Considerations for Couples Who Choose Not to Combine Their Finances

Being part of a couple means combining much of your lives, and for some couples, that includes their finances. But what if you and your partner don’t want to combine your finances? After all, being together doesn’t mean you have to share everything!

No matter your motivations for keeping your finances separate, you and your partner can still benefit from discussing how you’d like to navigate your finances as a couple. Here are a few things to keep in mind.
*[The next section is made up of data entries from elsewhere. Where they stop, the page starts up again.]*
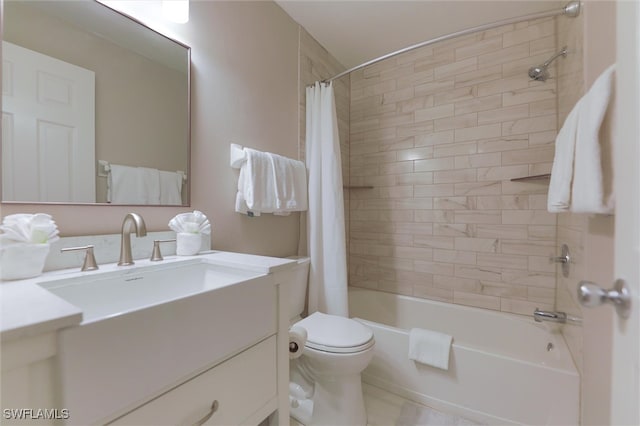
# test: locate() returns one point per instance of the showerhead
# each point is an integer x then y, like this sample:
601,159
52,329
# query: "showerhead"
541,72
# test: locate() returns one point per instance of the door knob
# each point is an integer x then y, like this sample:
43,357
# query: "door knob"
591,295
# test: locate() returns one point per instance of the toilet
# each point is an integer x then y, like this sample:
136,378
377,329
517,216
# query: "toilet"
325,384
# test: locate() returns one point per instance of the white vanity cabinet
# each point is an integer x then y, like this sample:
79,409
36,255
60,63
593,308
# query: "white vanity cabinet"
241,390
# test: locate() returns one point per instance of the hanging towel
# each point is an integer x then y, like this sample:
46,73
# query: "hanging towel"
133,185
576,176
270,183
170,188
588,195
430,347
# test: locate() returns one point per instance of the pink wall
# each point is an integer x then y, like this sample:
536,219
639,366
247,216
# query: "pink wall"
244,90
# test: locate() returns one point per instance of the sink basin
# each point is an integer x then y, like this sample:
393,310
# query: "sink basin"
149,327
103,295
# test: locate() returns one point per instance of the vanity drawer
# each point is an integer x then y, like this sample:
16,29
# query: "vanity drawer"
241,385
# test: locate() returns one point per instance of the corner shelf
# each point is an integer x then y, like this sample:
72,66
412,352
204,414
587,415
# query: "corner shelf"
545,176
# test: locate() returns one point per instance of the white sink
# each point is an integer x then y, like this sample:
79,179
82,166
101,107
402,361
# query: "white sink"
102,295
149,327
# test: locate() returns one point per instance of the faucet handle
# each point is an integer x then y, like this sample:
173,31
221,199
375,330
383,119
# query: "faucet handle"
155,254
89,263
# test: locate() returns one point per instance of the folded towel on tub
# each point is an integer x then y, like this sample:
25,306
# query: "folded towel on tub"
430,347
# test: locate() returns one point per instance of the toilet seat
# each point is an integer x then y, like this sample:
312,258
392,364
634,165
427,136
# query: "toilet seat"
331,333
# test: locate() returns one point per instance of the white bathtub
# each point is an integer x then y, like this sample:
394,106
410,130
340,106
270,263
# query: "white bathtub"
500,371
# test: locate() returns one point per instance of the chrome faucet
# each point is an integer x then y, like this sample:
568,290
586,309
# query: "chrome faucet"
125,238
540,316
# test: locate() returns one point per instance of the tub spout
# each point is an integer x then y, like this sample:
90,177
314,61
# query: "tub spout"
540,316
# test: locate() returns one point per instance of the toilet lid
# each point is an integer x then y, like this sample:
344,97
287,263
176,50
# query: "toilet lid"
331,333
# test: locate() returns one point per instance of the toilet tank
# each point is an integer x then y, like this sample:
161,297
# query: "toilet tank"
297,279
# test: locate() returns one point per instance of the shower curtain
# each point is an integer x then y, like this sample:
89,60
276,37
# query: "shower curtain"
325,218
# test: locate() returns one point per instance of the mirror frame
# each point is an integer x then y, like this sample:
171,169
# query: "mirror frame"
187,186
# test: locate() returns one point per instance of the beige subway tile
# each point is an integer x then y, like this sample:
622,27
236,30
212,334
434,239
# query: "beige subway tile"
435,268
479,47
479,188
422,153
417,130
434,164
507,54
506,143
434,87
525,187
543,138
434,216
479,132
538,201
542,232
415,79
502,173
455,283
453,203
477,216
522,307
434,112
446,243
478,272
415,103
454,95
500,260
528,247
529,125
542,154
431,293
528,95
478,104
454,149
454,256
453,230
396,192
455,176
422,178
489,245
434,190
458,67
503,85
478,160
476,300
528,217
398,95
482,75
502,202
502,231
541,264
434,138
413,204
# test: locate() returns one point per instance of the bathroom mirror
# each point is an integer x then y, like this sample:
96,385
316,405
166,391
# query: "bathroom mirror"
127,88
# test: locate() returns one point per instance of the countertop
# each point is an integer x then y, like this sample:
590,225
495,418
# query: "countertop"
26,309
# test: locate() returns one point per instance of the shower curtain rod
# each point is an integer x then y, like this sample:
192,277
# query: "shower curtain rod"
571,9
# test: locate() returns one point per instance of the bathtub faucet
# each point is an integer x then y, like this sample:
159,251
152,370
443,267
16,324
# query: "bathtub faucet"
540,316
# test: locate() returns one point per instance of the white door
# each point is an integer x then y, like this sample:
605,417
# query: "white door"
48,128
625,397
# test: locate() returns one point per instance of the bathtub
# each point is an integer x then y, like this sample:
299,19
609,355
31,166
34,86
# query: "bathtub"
503,368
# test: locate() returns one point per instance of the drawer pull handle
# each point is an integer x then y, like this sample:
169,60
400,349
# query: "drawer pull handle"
212,410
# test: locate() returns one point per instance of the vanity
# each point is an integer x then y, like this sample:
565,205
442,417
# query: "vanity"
190,340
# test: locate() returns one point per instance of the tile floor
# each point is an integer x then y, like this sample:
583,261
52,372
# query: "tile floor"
387,409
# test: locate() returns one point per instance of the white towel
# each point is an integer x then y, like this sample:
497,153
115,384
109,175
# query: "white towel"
576,176
170,188
430,347
133,185
270,183
587,194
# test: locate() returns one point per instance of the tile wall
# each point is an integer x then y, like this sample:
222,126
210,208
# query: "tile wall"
439,132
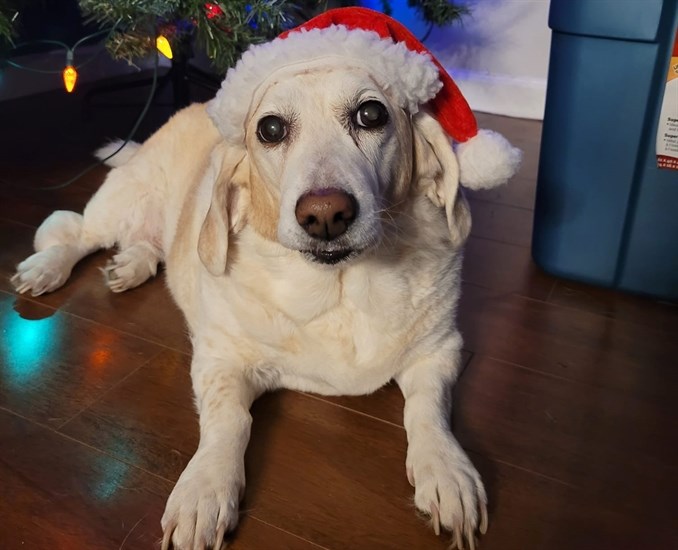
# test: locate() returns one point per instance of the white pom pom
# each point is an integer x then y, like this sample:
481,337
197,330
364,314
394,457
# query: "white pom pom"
487,160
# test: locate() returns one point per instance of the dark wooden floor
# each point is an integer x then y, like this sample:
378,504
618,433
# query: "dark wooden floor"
568,405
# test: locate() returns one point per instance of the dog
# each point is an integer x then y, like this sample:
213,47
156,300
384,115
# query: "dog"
312,232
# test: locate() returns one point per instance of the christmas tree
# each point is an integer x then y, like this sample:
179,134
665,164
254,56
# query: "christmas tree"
222,29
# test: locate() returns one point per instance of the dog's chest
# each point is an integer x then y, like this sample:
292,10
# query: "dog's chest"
333,331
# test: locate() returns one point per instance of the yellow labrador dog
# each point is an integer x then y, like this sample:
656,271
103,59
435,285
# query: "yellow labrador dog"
311,222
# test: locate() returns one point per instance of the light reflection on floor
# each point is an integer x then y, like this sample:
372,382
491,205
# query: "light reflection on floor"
27,346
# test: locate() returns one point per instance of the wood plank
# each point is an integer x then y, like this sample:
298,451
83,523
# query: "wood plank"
147,311
57,493
571,344
627,307
504,268
615,448
54,365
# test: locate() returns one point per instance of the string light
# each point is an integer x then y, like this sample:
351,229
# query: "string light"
69,74
163,46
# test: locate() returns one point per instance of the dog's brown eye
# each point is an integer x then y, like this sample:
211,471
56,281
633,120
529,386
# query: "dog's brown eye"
371,114
271,129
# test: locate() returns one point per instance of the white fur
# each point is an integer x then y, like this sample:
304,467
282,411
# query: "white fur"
487,160
261,314
410,78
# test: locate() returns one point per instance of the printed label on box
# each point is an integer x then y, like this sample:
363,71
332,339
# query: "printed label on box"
667,131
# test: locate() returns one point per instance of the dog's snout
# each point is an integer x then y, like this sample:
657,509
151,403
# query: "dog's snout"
327,213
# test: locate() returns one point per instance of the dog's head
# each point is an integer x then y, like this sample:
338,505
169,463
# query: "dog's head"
328,123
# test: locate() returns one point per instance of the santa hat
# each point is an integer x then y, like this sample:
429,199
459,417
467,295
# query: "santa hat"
394,57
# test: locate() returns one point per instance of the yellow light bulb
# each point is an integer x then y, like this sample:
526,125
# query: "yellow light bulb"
163,46
70,76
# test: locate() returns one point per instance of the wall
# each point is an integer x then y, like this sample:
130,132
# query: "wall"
498,55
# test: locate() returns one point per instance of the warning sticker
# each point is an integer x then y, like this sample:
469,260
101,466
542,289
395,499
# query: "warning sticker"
667,131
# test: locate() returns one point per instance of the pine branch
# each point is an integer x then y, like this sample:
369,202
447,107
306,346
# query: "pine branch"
438,12
7,16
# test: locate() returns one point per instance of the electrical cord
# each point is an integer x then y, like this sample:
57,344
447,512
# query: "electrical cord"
94,165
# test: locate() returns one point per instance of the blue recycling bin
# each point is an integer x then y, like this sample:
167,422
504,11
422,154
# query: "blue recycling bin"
605,213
Reasons for keeping your finances separate

There can be many reasons to keep your finances separate in a relationship, and they will vary from couple to couple. Perhaps partners don’t want to assume each other’s debts or don’t want their individual credit scores impacted by someone else’s actions. Maybe your philosophies about spending and saving are very different, or one person is working toward paying down a significant debt. Or, one partner might be supporting a former spouse or child from a previous relationship, and you’ve decided that keeping separate finances will simplify things.

Splitting bills and expenses

If you don’t combine your finances as a couple, you’ll likely still want to work out a system for splitting expenses. Together, you can determine a budget for major recurring expenses (think rent or mortgage payments, groceries, utilities, household items, etc.) and settle on how each of you will contribute to those expenses. Does it feel fair for you both to contribute the same percentage of your income? Would you rather split bills evenly? Or would trading expenses monthly (for example, one month you pay the rent, and the next month your partner does) work for you?

Planning for the future

If you don’t combine finances with your partner, how you plan for your financial future together might require some more intentional decision making. How will you reach your individual goals for retirement, for example, as a couple? And how will you handle financial hardships, as a couple, if they occur? What if one partner loses their job or is unable to work? It’s important to consider these questions and more.

Life insurance might factor into this conversation as well. Even if you haven’t combined your finances, you still want to ensure your partner is protected if you pass away unexpectedly. Getting term life insurance, for example, can provide financial protection for a set number of years.